Me NDOCKI Michèle, avocat au barreau du Cameroun a été brutalement interpellée mardi et conduite, telle un gangster à Yaoundé. Les méthodes de cette extradition ont choqué l’opinion qui a pris quelques images au cours des embouteillages.

Célestin BEDZIGUI, économiste et leader politique (président national du Parti de l’Alliance Libérale) avait réagi aussitôt que « L’arrestation de Me NDOCKI Michèle est une faute du point de vue légal et politique. Elle doit être libérée. »

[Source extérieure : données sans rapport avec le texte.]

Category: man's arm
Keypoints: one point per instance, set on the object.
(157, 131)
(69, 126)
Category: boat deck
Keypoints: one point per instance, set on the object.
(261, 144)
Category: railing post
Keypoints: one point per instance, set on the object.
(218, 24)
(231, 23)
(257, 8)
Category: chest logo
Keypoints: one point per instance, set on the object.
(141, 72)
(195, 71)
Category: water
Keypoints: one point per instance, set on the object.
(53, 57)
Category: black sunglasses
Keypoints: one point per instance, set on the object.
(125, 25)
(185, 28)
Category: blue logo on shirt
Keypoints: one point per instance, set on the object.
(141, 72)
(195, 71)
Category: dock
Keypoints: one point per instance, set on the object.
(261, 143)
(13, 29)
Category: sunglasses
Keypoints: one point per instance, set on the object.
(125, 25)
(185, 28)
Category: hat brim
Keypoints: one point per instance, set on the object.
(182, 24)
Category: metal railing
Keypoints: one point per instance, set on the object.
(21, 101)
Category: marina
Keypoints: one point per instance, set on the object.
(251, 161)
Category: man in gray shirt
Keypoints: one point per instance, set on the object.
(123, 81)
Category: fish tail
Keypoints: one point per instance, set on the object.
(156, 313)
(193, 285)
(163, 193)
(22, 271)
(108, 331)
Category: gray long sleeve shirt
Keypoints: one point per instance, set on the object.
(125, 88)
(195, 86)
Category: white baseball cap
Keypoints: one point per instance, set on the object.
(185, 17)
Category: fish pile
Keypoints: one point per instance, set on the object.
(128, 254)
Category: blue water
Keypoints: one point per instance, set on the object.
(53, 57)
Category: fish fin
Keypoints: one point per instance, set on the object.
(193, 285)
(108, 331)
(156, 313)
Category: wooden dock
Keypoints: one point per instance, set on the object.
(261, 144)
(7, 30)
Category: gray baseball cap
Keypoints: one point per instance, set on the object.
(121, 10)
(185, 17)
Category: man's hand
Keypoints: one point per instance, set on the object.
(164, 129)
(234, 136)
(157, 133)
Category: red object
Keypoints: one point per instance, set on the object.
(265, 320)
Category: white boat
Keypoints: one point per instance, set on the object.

Le Barreau pour sa part a publié une note d’information dévoilant les avocats désignés pour assister ses membres Me NDOCKI Michel. Il s’agit de Me ANDEGUE ONANA Désiré, Me MANG MAYI Gervais, et Me ASHU EGBE Hannah.

Me NDOCKI Michèle n’était plus visible depuis la marche blanche du 26 janvier à Douala au cours de laquelle elle a été grièvement blessée au niveau de la jambe.

La présidente des femmes du MRC (Mouvement pour la Renaissance du Cameroun) dans la région du littoral aurait été arrêtée non loin de la ville d’Indenau, après la cité balnéaire de Limbe, dans la région du Sud-Ouest où elle se rendait pour suivre « un traitement alternatif » de ses blessures, selon une source de son parti. Par la suite a été transférée à Yaoundé, mise en garde à vue à la Police judiciaire, avant d’être gardée au GSO (Groupement Spécial d’Opération), une unité spéciale de la Police camerounaise.

L’interpellation de Me NDOCKI Michèle doit être liée à la marche blanche organisée par son parti, le MRC, le 26 janvier dernier. Marche qualifiée d’illégale par les autorités administratives. D’où la razzia dans les rangs du MRC. Ils sont entendus par le tribunal militaire de Yaoundé.